Stay focused on sustainability
With less incentive for consumers to simply ‘do the right thing’, brands might be tempted to put the climate crisis agenda on hold to focus on short-term concerns. This is risky, however, because pressure from major regulators such as the European Commission continues to mount, and consumers will add to the rallying cry for sustainable products once the economy bounces back.
Instead of changing course, brands should be explicit about how sustainable products can help consumers can make day-to-day or long-term cost savings, for example through durability, repairability, energy efficiency or lower absolute energy consumption over the lifecycle of the product.
Are you maximizing opportunities to sell refurbished products? This could be a cost-effective way to help shoppers save money while addressing the circular economy principles gaining traction with both consumers and regulators.
Stay focused on long-term strategic thinking
It’s natural in times of uncertainty to focus on firefighting, reacting to current shocks rather than proactively planning for the future. However, our research from past crises shows that brands that maintain their long-term vision in times of turbulence and continue to invest in innovation are much better placed to bounce back when the crisis recedes.
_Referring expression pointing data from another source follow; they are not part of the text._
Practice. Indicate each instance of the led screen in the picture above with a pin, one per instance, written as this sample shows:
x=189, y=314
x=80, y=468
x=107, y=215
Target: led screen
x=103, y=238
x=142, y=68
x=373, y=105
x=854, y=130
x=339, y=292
In our analysis, brands winning in market share clearly outperformed in bringing new products to market, hence demonstrating strength in innovation to consumers.
Brands will need to fine-tune their business plans every quarter to stay abreast of the shifting consumer landscape. But they should also stay focused on where they are going and why, aligning their actions with their brand strategy. Instead of completely ditching the three-to-five-year plan, brands need to get comfortable with uncertainty through greater scenario planning, focusing on flex and resilience rather than trying to prepare for all possible outcomes.
Juggling prudence and ambition, pressure from consumers, HQ and stakeholders, brand professionals will need to provide strong evidence to back up their strategies. Above all, they should stay focused on knowledge investment, leveraging the power of accurate real-time data and market insights to align the strategies of different departments and ensure the brand speaks with one voice.